I use aggregate filter plugin to extract metrics from the log of my application using the following config:
input {
file {
path => "application.log"
start_position => "beginning"
sincedb_path => "/dev/null"
}
}
filter {
grok {
match => {
"message" => "%{LOG_PATTERN}"
}
}
if ([module] == "input") {
aggregate {
task_id => "%{req_id}"
code => "
map['in_timestamp'] = event.get('timestamp')
map['module_time'] = {}
"
map_action => "create"
}
}
else if ([module] == "output") {
aggregate {
task_id => "%{req_id}"
code => "
event.set('module_time', map['module_time'])
event.set('in_timestamp', map['in_timestamp'])
"
map_action => "update"
end_of_task => true
}
}
else {
aggregate {
task_id => "%{req_id}"
code => "
map['module_time'][event.get('module')] = event.get('timestamp')
"
map_action => "update"
}
}
}
output {
file {
path => "application.json"
codec => "rubydebug"
}
}
I set Logstash filter workers to 1 both in logstash.yml (pipeline.workers: 1) and command line (-w 1) but it looks like many workers are used.

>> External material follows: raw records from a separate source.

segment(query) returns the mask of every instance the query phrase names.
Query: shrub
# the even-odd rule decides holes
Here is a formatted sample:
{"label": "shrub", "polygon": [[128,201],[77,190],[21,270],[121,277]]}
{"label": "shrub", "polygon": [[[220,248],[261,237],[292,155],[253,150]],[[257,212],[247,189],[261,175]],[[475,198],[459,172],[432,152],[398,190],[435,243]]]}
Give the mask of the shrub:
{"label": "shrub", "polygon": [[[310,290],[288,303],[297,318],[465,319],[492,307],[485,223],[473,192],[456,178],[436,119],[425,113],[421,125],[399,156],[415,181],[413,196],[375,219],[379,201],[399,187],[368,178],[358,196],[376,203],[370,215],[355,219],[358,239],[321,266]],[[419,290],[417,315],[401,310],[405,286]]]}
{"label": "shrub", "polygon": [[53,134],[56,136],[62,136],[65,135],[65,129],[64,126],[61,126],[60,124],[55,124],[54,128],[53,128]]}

I see in the output that the timestamp of the event corresponding to line 2016 of my log is before the timestamp of the event corresponding to line 2002 of my log.
As both lines correspond to the same req_id but line 2016 corresponds to output module, I am loosing data.
I see that I can fix the issue for this req_id by changing the value of "pipeline.batch.size" in logstash.yml, but the issue occurs for other req_id.
What am I doing wrong?
How can I check the number of workers used by Logstash ?